Journal of Burma Studies Volume 22.1


Buddha’s life in Konbaung period bronzes from Yazagyo

Win Maung (Tampawaddy), Bob Hudson, and Pamela Gutman

This article presents a collection of small bronzes retrieved from a cluster of ruined Buddhist structures at Yazagyo, in the Kabaw Valley, a remote area of Northwestern Burma. The items can be clearly dated to the early 1880s, near the end of the Konbaung dynasty, thus providing type specimens for chronological comparison. The bronzes recapitulate crucial chapters in Prince Siddhartha's and then the Buddha Gotama's life, and they are examined by the article's three authors. The article details the relics’ enshrinement, their dating, historical context, and the stories of the Buddha that they animate. The article includes 22 photographs.  

Siam-Myanmar relations through the perspective of the Royal Orders of Burma

Soe Thuzar Myint

Researchers of Myanmar history have found the Royal Orders of Myanmar kings to be a very important Myanmar literary genre. As wars with Siam raged on over centuries, Myanmar has a shared history with Siam from Innwa to Konbaung period. The Royal Orders contain invaluable historical facts which were not mentioned in the Siamese or Myanmar chronicles.  Therefore, students of both countries can benefit from the research work on the Royal Orders of Myanmar kings. Despite the existence of some works by Myanmar scholars on Royal Orders, it can be observed that these works seldom deal with Siam-Myanmar relations. Therefore, to contribute to this scholarship, this paper will focus on a detailed study of Royal Orders to provide contemporary accounts of Siam-Myanmar relations from mid-16th to 19th century. 

Japan’s Early Twentieth-Century Entry into Burma and British Perceptions (and Misperceptions) of the Friend that Became a Foe, 1903-1943: A Case Study in the Global Blindspot

Ryan Hartley

This article examines the beginning of the Japan-Burma relationship at the turn of the twentieth century. It questions why the British Empire welcomed Japan into Burma and allowed Japanese interests, economic and political, to build up their capacity to the point at which Japan would successfully confront Britain in Burma and Southeast Asia more broadly.

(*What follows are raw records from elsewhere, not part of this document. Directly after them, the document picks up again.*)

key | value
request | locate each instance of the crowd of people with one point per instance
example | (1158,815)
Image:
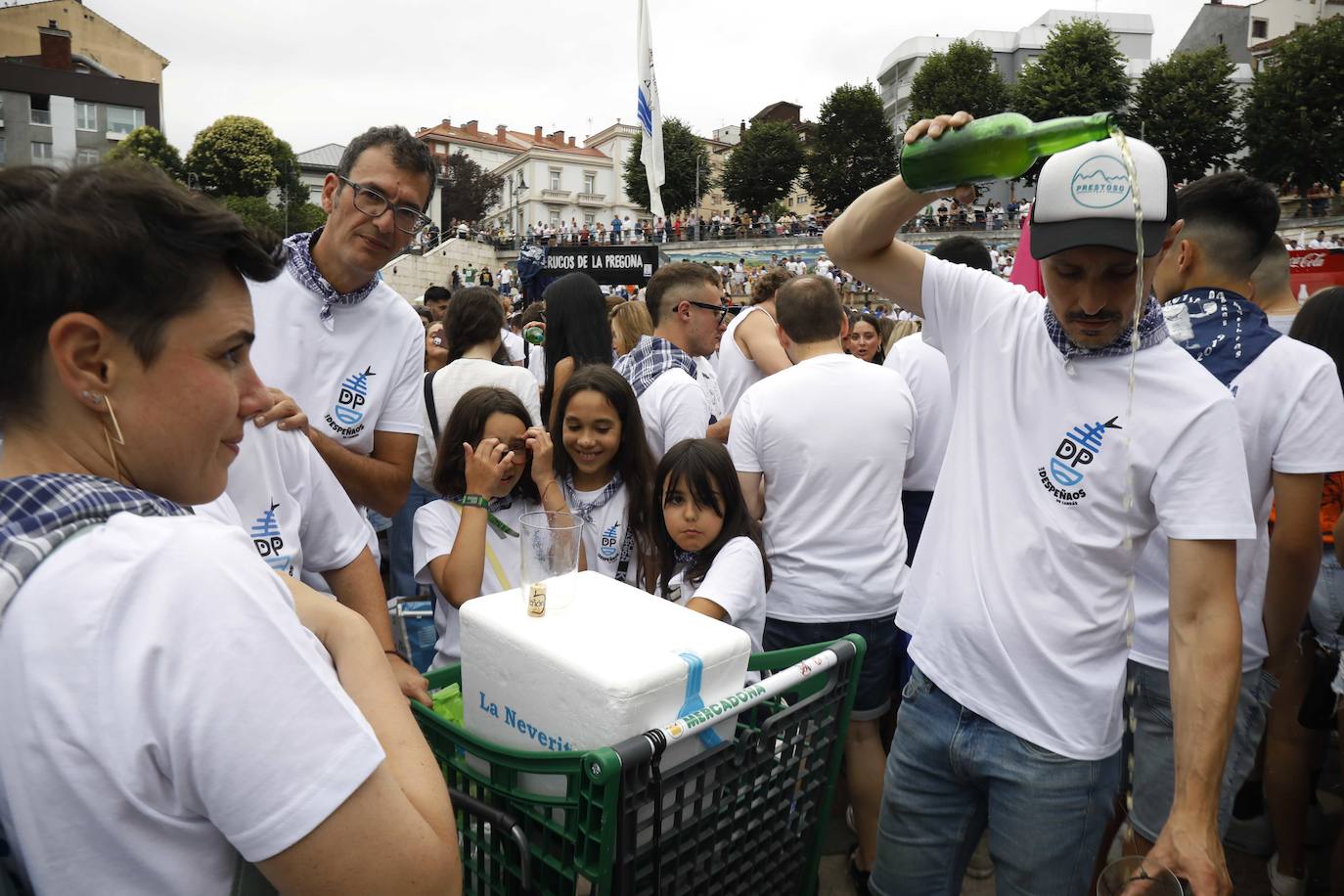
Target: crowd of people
(1020,501)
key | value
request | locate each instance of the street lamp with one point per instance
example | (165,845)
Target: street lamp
(517,222)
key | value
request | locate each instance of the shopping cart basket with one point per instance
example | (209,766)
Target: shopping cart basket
(744,817)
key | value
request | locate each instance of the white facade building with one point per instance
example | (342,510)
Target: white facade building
(1012,50)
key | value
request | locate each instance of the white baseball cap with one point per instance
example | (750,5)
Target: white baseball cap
(1084,198)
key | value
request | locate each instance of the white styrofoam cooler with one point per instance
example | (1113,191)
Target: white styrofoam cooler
(604,664)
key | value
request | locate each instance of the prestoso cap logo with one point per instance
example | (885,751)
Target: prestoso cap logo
(1099,183)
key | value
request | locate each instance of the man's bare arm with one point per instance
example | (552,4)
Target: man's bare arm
(862,241)
(1204,659)
(1294,553)
(380,481)
(759,341)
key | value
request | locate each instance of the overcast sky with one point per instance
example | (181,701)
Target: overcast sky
(322,70)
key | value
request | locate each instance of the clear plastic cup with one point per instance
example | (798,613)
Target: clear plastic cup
(1136,876)
(550,546)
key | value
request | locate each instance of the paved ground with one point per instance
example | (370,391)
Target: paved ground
(1247,871)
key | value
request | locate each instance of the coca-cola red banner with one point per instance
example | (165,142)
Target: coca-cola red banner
(1314,269)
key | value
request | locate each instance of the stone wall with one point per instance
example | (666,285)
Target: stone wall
(412,274)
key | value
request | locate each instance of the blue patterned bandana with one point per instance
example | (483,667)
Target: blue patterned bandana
(1230,331)
(1152,330)
(650,359)
(40,512)
(301,265)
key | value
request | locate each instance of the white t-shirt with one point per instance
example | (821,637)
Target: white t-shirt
(674,409)
(708,381)
(287,499)
(180,715)
(359,378)
(832,518)
(514,344)
(924,371)
(607,538)
(1292,421)
(433,535)
(737,371)
(1017,604)
(450,384)
(736,580)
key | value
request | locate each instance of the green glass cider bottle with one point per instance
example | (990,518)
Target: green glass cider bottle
(995,148)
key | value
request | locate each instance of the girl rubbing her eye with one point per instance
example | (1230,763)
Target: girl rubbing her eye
(492,469)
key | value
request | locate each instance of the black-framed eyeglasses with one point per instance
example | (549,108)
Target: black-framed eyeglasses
(373,203)
(722,310)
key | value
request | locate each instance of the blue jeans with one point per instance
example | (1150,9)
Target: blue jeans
(952,773)
(401,575)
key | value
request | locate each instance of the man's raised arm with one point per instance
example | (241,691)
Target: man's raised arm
(862,241)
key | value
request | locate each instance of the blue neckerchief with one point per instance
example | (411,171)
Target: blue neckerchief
(1230,331)
(39,512)
(1152,330)
(301,265)
(650,357)
(585,511)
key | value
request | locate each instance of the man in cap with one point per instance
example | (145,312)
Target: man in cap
(1012,715)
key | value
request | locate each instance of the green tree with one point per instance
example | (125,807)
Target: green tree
(680,152)
(1294,114)
(148,144)
(854,148)
(762,166)
(238,156)
(1080,71)
(962,76)
(1187,108)
(467,190)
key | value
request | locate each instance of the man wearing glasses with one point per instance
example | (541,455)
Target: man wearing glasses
(340,348)
(687,305)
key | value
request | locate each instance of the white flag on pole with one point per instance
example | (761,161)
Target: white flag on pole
(650,114)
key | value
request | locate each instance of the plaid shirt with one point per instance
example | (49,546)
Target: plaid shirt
(40,512)
(301,265)
(650,359)
(1152,330)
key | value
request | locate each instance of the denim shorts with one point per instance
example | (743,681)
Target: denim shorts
(1154,744)
(882,661)
(1326,608)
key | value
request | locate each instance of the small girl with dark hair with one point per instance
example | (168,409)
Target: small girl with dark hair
(710,550)
(492,468)
(603,463)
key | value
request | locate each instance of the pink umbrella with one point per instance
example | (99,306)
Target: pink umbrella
(1026,269)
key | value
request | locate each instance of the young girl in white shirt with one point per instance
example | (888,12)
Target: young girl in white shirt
(710,551)
(603,463)
(492,468)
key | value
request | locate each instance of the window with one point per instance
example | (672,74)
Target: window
(86,115)
(39,109)
(122,119)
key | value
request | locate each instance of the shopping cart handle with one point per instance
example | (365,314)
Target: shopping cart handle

In tackling this question, a two-part theoretical concept is utilized that couples an in-built weakness of the British Empire - referred to as the “global blindspot” - with a Japanese approach to foreign policy called here the yoraba taiju no kage [serve the powerful for your own good] strategy. Drawing on original qualitative and quantitative sources, the analysis is framed by how Japan was situated vis-à-vis Burma as first within, then later outside, of the British Empire. It proceeds in four stages - two within the empire and two outside of it - to demonstrate Japan’s step-by-step buildup of power in Burma was a process that Britain occasionally noticed, frequently ignored, and completely underestimated. It concludes that the British severely under-estimated Japan in Burma, and did not fully appreciate that Japan represented a different model of political-economy to the liberal free-trading state that Britain thought Japan was. Economic power, political power, and military power are all intertwined because power is power is power. The cost of this under-estimation cost Britain its position in Burma and ultimately its empire in Southeast Asia. 

The Myowun's Nap: An Incident in 1852 and the Fall of the Burmese Empire

Hugh C. MacDougall

This article examines a series of events from January 6, 1852, and how they could be tied to a British conspiracy to provoke war with Burma. When a delegation from Lord Dalhousie, Governor-General of the East India Company in Calcutta arrived at the courtyard of the Myowun (Royal Governor of Rangoon), staff informed the delegation that the Myowun was asleep and not to be disturbed. After waiting for fifteen minutes, the delegation left, and the Following an overview of the background to this event, this article explores questions surrounding the supposed nap and its role in history, in particular: 1, whether the Myowun was really asleep; 2, if that was the case, why did his staff not awaken him, and finally 3, had the Myowun received the British delegation, would the future of Anglo-Burmese relations have been different?